Hacker News new | ask | show | jobs
by benl_c 545 days ago
The backend is still a mess of code, so no. It's not too hard to do though. The prompt I used extract location is

"The text provided are enviornmental science papers. They often (but not always) will include references to locations where this science is relevant, for example a study might be of soil around a small town, in this case the town would be the relevant location, extract all locations that are relevant or the subject of the science done, do not extract any locations that are related to the location of or institutions, organisations, or laboratories. So for example exclude the location of government departments and CSIRO laboratories. If there are no relevant locations, please return an empty array. Each location should be extracted in a form suitable for calling the Nominatim geocode API in Python via geopy. Also, extract out a short context string that describes the context in which this location is referenced. Please provide the output in JSON format."

Then I passed it through both Nominatum and Google Geocoder. Google worked better.

One thing that didn't work great in the prompt above was excluding the location of places where the authors worked. They sometimes got included anyway.

2 comments

> One thing that didn't work great in the prompt above was excluding the location of places where the authors worked. They sometimes got included anyway.

Have you tried adding the institutions as an explicit property in the JSON response and just ignoring the second list?

I’ve had much better luck with having LLMs explicitly choose a different label when working with similar types of entities than asking the LLM to exclude them via prompting. This way you can also spot ambiguity if the LLM add a location to both arrays.

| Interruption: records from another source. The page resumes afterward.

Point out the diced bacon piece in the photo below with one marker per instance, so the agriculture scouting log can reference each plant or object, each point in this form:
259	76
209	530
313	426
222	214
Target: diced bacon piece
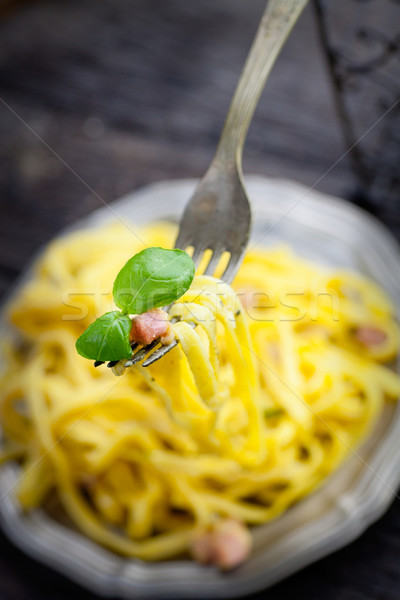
149	326
370	336
226	545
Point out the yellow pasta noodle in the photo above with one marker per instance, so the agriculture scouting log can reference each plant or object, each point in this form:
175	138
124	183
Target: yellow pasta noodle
257	404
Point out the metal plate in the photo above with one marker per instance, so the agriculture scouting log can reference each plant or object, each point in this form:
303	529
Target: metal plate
328	231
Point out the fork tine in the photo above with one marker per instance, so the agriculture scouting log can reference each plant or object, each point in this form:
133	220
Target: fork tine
231	268
197	254
142	353
213	262
159	353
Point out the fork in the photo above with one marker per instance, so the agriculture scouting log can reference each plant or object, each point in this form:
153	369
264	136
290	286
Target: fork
218	216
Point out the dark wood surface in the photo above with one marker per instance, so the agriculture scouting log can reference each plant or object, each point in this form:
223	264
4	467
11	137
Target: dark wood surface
100	97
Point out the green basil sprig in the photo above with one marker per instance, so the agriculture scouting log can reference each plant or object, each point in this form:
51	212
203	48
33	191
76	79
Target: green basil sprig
152	278
107	338
155	277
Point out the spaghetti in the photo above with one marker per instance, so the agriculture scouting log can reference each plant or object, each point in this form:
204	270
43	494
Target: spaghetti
250	412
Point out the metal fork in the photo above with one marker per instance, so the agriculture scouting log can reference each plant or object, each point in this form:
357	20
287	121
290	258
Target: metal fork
218	216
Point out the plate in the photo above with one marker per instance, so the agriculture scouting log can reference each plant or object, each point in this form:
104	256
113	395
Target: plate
328	231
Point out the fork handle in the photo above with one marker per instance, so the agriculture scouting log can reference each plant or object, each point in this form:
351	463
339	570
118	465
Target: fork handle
277	21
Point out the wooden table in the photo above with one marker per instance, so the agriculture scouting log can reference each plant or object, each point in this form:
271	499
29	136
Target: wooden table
99	98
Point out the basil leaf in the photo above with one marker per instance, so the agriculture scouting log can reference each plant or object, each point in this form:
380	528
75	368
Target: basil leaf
107	338
153	278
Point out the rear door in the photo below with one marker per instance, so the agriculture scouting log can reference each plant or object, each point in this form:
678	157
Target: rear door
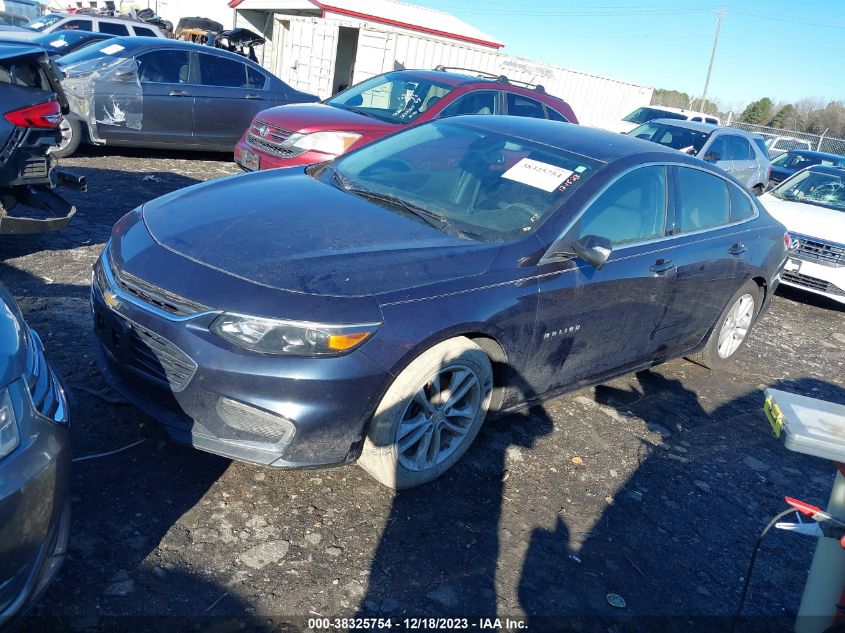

I have not done that but I like that strategy not just for this use case but as a general idea for replacing exclusion with finer grained categorisation. One thing I did do is use a regex to preprocess the papers to remove bibliographies which were a really big source of noise. In titles of referenced papers there would often be a mention of location that was not directly relevant to the paper itself.

The Atlas is also trying to answer the question "Can we build inaccurate and incomplete systems with LLMs that are still useful?".

Cool project. Note that you can force structured output now instead of asking for json: https://platform.openai.com/docs/guides/structured-outputs
Thanks, structured output makes a lot more sense. The pydantic approach at the link looks straightforward.